Summer Study Group 2024

Summer Study Group 2024 on LLM, RAG and Multi-Modality (31.07.2024 ~ 29.08.2024)

AI generated image by PromptPerfect .

Learning goals

Are you ineresting in learining the latest topics in Large Language Models (LLM), Retrieval-Augmented Generation (RAG), and Multi-Modality. We are organize this summer study group to keep you at the forefront of these cutting-edge technologies and enhance your knowledge and skills in these rapidly evolving fields.

By attending this study group, you will:

Gain the understanding of Large Language Models and their applications.
Learn about Retrieval-Augmented Generation and how it enhances information retrieval and generation processes.
Understand Vector databases and the concept of similarity search and how vector databases enable efficient nearest neighbor search to find similar items based on vector representations.
Explore the world of Multi-Modality and understand how combining different modes of data can lead to more powerful and versatile AI solutions.
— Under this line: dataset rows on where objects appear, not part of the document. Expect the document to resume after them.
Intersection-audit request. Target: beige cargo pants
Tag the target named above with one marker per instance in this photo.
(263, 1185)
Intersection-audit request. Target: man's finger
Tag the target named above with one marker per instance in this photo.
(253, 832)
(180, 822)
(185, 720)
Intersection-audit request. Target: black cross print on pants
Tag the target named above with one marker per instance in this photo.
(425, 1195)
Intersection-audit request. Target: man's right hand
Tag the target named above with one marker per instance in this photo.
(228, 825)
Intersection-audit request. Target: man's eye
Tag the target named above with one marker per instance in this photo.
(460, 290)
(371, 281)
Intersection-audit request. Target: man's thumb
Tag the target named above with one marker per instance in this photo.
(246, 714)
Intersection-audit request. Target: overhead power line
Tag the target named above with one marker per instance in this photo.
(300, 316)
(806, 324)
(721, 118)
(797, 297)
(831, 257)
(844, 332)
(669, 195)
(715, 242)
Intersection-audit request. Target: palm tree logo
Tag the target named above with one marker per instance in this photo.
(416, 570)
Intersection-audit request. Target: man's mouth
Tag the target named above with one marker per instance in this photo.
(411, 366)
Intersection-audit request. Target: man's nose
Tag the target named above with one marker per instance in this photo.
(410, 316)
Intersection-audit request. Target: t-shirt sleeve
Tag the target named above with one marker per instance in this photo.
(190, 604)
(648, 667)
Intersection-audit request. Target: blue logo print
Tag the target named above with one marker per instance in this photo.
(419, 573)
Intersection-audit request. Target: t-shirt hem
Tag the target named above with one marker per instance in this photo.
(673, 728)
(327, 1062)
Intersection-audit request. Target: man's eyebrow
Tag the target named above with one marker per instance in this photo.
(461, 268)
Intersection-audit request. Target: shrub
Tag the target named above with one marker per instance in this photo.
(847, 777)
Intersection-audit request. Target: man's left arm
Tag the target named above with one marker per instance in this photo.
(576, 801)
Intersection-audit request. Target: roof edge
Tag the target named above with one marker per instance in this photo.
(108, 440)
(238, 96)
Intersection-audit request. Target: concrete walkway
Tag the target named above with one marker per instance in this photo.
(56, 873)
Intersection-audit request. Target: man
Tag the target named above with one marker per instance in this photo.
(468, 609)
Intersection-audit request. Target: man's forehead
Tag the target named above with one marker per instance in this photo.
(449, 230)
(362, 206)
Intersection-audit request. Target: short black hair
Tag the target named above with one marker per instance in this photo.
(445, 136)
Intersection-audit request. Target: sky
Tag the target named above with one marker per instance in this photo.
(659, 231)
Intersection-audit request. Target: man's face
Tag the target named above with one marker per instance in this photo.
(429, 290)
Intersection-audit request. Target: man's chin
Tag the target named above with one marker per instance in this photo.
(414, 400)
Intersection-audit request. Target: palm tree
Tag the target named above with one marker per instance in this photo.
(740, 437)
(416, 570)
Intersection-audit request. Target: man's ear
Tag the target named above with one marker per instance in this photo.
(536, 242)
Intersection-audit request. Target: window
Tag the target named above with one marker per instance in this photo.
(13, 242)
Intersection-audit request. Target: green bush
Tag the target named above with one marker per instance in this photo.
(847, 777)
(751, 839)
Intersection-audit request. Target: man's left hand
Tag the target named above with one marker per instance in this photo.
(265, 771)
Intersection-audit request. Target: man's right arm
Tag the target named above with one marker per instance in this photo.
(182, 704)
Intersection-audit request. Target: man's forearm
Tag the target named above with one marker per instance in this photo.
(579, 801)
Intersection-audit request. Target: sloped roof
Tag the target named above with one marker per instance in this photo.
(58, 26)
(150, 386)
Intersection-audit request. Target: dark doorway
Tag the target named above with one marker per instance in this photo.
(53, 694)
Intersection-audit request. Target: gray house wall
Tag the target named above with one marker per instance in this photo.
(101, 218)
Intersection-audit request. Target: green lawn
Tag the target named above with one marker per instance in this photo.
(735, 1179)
Join us and take the next step in your AI learning journey!

Practical information

This online study group will be conducted via Zoom, with sessions held every Wednesday from 10:30 AM to 12:00 PM, starting July 31, 2024, and concluding on August 29, 2024. The final review and quiz session will take place on August 29th. In response to requests from students at other universities, we have decided to hold the final review meeting online as well.

Please register using the following link by July 15, 2024.

Registration Link

Cost: The attendance of this study group is free to everyone.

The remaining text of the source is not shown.